Pierwszy tom tej serii przypadł mi do gustu i uważam, że posiada bardzo wartościowe przesłanie. Drugi w miarę trzyma poziom poprzedniczki. W miarę bowiem w poprzednim czułem więcej tej fantazyjnej magii. Tematem prezentowanego na zdjęciu obok komiksu są urodziny Karmelka. Mały osiołek zaprasza do domu swoich przyjaciół, a jego ojciec dwoi się i troi, aby wszystko porządnie przygotować. Niestety los bywa czasem przewrotny.
Bartłomiej ma dokładnie wszystko zaplanowane na urodziny syna. Wynajęty balon, basen z piłeczkami, pieką ciasteczka, a na dodatek przygotował pudełko ze skarbem i sztuczne ognie. Tyle tylko, że piłeczki przyjeżdżają dużo za szybko, basen zostaje dostarczony wraz z wodą, ciasteczka się przypalają, a skarb ledwo udaje mu się schować na ostatnią chwilę. Innymi słowy wszystko idzie nie tak jak powinno. Iluż z nas, szczególnie rodziców, zna to uczucie gdy misternie przygotowany plan obraca się w niwecz. Pamiętam, że gdy miałem coś koło 7 lat, mój ojciec użerał się z polskim zamiennikiem klocków LEGO budując mi z nich port lotniczy. Matka mówiła, że klął całą noc, aby to cholerstwo złożyć i schować pod choinką. Tymczasem mały Arturek w trakcie zabawy rozpiżdżył lotnisko 5 minut, mając przy tym nieziemski ubaw.
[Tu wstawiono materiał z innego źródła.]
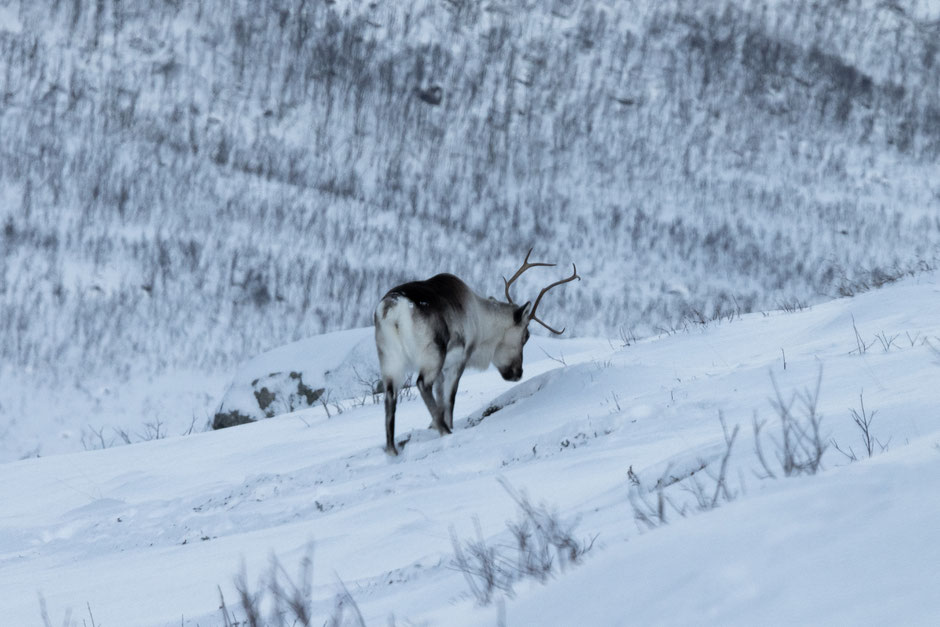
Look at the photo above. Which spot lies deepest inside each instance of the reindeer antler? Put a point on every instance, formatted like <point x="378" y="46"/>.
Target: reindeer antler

Podobnie jest w przypadku Bartłomieja i Karmelka. Ojciec stara się ostro, ma super plan, ale los płata mi figla raz za razem. Jednak Karmelek oraz jego koledzy nie widzą w tym tragedii. oni się świetnie bawią i uważają imprezę za super udaną. Nie musi być idealna, tak jak sobie wymyślili to dorośli. Ma być po prostu radosna. I własnie taka jest, a to najważniejsze.
Wspomniałem jednak na samym początku tego materiału, ze dla mnie w tym komiksie zabrakło pewnego rodzaju magii. Tak naprawdę to w pewnym stopniu kłamstwo. Wiem doskonale, co dla autorów jest tą magią i zapewne niejeden rodzic ją odszuka podczas lektury. Tą relację pomiędzy ojcem i synem, a raczej rodzicem i dzieckiem. Samotnym rodzicem i jedynakiem. Ja niestety nigdy jej nie poznam, gdyż nie mogę mieć dzieci. Tak wyszło. Walczyliśmy z żoną, przegraliśmy i musieliśmy ruszyć dalej. Mamy nowy cel, ale czasem w sercu zwyczajnie zaboli. Choć na szczęście coraz rzadziej.